The one statistical bright spot against Highlands was Josh Bickley’s 5-for-7, 181-yard, two-touchdown passing performance off the bench. DeLattre, though, had Bickley and week-one starter Caleb Parnell neck-and-neck vying to open tonight’s game.
“I don’t think either guy has stepped to the forefront. Bickley had two nice throws, but I don’t know if it’s enough. Consistency is what we’re looking for, and we’re looking for leadership there,” DeLattre said. “We’re going to let them compete and see if they can make each other better.”
Greensburg Salem is coming off a 20-14 win over Knoch in which it jumped out to a 20-0 halftime lead and held on. The Lions, who were 2-7 last year, are being guided by first-year coach Dave Keefer, a longtime assistant coach in the program.
“We have the ability to be a good football. We had the ability to be a good football team in the past, but we missed on some opportunities. Friday, we executed early. We didn’t execute as well as we wanted to later on, and it showed,” Keefer said. “I think some teams know we have some ability. It’s just a matter of putting it together. We’re really happy with the win.”

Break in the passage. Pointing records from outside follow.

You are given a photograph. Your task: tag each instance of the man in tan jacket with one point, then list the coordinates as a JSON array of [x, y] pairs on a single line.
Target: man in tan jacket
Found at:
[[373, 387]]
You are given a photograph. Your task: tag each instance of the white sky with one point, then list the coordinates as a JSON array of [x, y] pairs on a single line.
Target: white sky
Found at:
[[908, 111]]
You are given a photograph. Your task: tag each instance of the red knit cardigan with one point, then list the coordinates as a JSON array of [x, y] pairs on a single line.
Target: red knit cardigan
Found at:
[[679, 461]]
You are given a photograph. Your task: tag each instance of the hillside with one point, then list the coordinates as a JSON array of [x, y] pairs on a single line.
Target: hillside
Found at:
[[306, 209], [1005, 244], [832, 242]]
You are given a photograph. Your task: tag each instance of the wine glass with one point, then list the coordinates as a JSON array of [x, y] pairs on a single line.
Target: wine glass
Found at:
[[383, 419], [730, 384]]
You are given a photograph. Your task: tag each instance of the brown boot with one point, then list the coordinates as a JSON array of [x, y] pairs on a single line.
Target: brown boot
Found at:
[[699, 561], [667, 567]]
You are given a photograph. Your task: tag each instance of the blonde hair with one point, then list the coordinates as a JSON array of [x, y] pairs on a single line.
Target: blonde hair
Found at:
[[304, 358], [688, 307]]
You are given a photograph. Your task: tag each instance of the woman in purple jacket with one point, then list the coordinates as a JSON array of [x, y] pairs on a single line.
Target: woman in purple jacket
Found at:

The Lions rolled up almost 200 yards in total offense in the first two quarters. Dom McKinley rushed for 78 yards and a touchdown on 20 carries, while Ryan Zepeda reached the end zone on a 32-yard run. Adam Indof threw just eight times but completed passes covering 120 yards, including a 59-yard scoring strike to Simeon Stevens.
DeLattre thinks the pressure will be on his defensive front seven of Reid Brinkhoff, Andrew Vonada, Zach Simpson, Michael Roberts, Greg Dinges, Colton Ruggery and Zack Weaver, as well as his offensive line of Brinkhoff, Simpson, Vonada, Aaron Gallagher and Andrew Rubritz.
“There’s going to be a great battle on the offensive and defensive lines,” DeLattre said.